No fue fácil, ¿verdad? El primer contacto físico que tuvimos fue un pisotón en una de aquellas fiestas de navidad, mientras bailabas del brazo de otro y yo me tomaba una cerveza con Javi y Manu... Fue doloroso, lo confieso, pero esa forma de sonreír al pedir disculpas consiguió que no te mandara al carajo. Horas después Javi y yo nos hicimos hermanos cantando a dúo una de Joaquín, línea de salida de confesiones de sangre.
Yo tenía 21 y ya llegaba tarde, con esa prisa absurda que siempre tuve por vivir. Y mientras, tú estabas a las puertas de los 20 cosidos a retazos que al final cumpliste en el asiento de mi coche. Fue poco después, celebrando la muerte de los primeros exámenes en Tribunal, cuando la plaza era un mar de cabezas y bongos y botellas digeridas, y risas y peleas, y a veces un tenor, cuando me di cuenta de que resguardarse de la lluvia en un portal al lado de un garito, era mejor contigo.
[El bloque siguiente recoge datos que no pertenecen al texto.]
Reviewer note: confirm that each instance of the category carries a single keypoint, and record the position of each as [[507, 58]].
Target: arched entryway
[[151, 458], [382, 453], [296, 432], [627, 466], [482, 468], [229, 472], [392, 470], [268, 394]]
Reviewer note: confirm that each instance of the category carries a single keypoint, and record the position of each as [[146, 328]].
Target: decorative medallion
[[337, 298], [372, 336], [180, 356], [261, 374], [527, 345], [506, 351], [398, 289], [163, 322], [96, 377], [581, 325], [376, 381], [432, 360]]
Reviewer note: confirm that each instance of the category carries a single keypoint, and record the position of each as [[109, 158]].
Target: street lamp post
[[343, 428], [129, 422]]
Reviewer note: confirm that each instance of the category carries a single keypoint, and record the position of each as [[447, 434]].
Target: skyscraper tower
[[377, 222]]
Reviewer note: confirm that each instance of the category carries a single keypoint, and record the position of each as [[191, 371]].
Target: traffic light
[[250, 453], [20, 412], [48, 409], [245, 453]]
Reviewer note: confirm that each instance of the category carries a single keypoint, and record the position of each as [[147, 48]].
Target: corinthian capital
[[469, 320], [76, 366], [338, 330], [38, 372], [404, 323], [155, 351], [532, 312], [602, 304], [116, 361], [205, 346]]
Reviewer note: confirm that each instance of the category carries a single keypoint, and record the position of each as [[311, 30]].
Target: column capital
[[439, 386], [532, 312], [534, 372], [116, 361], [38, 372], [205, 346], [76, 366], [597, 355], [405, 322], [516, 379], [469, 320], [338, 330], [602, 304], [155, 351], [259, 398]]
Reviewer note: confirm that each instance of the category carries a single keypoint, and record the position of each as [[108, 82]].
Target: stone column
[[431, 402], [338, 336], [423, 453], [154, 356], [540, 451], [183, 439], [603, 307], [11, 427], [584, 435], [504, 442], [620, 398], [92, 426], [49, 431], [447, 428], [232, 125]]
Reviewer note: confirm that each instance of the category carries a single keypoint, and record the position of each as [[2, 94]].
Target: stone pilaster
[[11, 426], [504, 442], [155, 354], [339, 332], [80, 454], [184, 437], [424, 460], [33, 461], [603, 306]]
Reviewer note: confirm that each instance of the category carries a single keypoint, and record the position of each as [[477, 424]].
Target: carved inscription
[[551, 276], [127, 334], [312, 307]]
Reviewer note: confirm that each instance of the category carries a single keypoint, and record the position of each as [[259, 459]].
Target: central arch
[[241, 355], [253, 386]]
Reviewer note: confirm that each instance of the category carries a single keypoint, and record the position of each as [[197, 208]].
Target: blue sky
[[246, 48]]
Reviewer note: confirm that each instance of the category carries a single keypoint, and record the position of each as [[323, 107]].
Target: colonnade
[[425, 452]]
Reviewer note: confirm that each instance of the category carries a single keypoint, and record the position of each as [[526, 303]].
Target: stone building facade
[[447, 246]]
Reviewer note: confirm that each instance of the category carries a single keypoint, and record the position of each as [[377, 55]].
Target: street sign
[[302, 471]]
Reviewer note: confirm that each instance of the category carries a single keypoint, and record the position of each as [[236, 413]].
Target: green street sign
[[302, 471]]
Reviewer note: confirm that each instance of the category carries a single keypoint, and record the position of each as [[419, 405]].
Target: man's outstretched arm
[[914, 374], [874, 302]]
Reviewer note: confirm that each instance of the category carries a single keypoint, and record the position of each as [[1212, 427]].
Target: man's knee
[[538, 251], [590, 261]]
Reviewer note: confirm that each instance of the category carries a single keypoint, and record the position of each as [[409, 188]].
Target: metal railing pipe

Comenzamos a dar las clases en la cafetería entre órdagos y cigarros y mesas de a cuatro que no valían para jugar, y que se clavaban en la espalda como tú te me estabas clavando. Yo no estaba roto aún, eso vino después, pero ya entonces ni siquiera podía reconocerme al espejo.
Y vinieron fotografías en papel, y celos, y noches en vela por cobardía, y 20 de abril en Metropolitano la madrugada en que creíste lo que te contaron, y el parque de Roma, y la furgo de Isaac. Y a mí me temblaban las piernas cuando no llegabas, y en las noches de tequila acabé hablando de ti, mientras nos crecían los enemigos que nunca se creyeron que no habíamos llegado a tocarnos. Ya nos tenían la espalda rajada diez años antes de que Rubén y Leiva y Andrés nos lo cantaran.
Llegué tarde... demasiado tarde. Y llegué con palabras escritas, como casi siempre llego, por esta terca vergüenza a confesar a los ojos, por si me parten el pecho y no tengo tiempo de esconderme para llorar. Habías escogido el camino de la derecha en una encrucijada que nunca supe ver, que me pasé de largo mirando al suelo sin prestar atención a tus huellas.
Y me enfadé contigo, y discutimos en una mesa verde, y ya no volví a cantar cuando íbamos juntos en el coche, ni volví a mirarme el reloj en el metro sentado a tu lado para responderte que veía pasar mi vida. Y no lo entendía, y me manché de barro mientras me moría. Y las piernas me temblaban aún cuando tardabas en llegar.
Fue difícil, pero lo hiciste bien. Y yo me juré no volver a perderme ningún beso por culpa del miedo a que me partieran la cara.
Luego vino la despedida.
Cuando nos volvimos a ver habían pasado más de diez años. El mismo bar donde firmé el contrato que no había respetado, y al lado de mi firma los dos pilares que me sujetaron Madrid antes de que me marchara a ver el mar. Recordé aquella canción con la letra cambiada, mismo país, misma ciudad... otra vida. No éramos los mismos pero quedaba el cariño, y las heridas cosidas a base de café con leche y un banco en el Retiro.
Y volveremos a vernos, seguro, y mientras tanto sigue por favor cuidando de mí desde lejos, pidiéndome que me aleje de las niñatas para que yo no te haga caso. Sabes cómo soy, sabes que sigo dejándome pedazos escritos en cualquier papel, y que ahora me dejo la piel en anacronismos.
Una vez me pediste que te dedicara un primer libro que nunca llegará, déjame que te lo cambie esta noche por un recuerdo.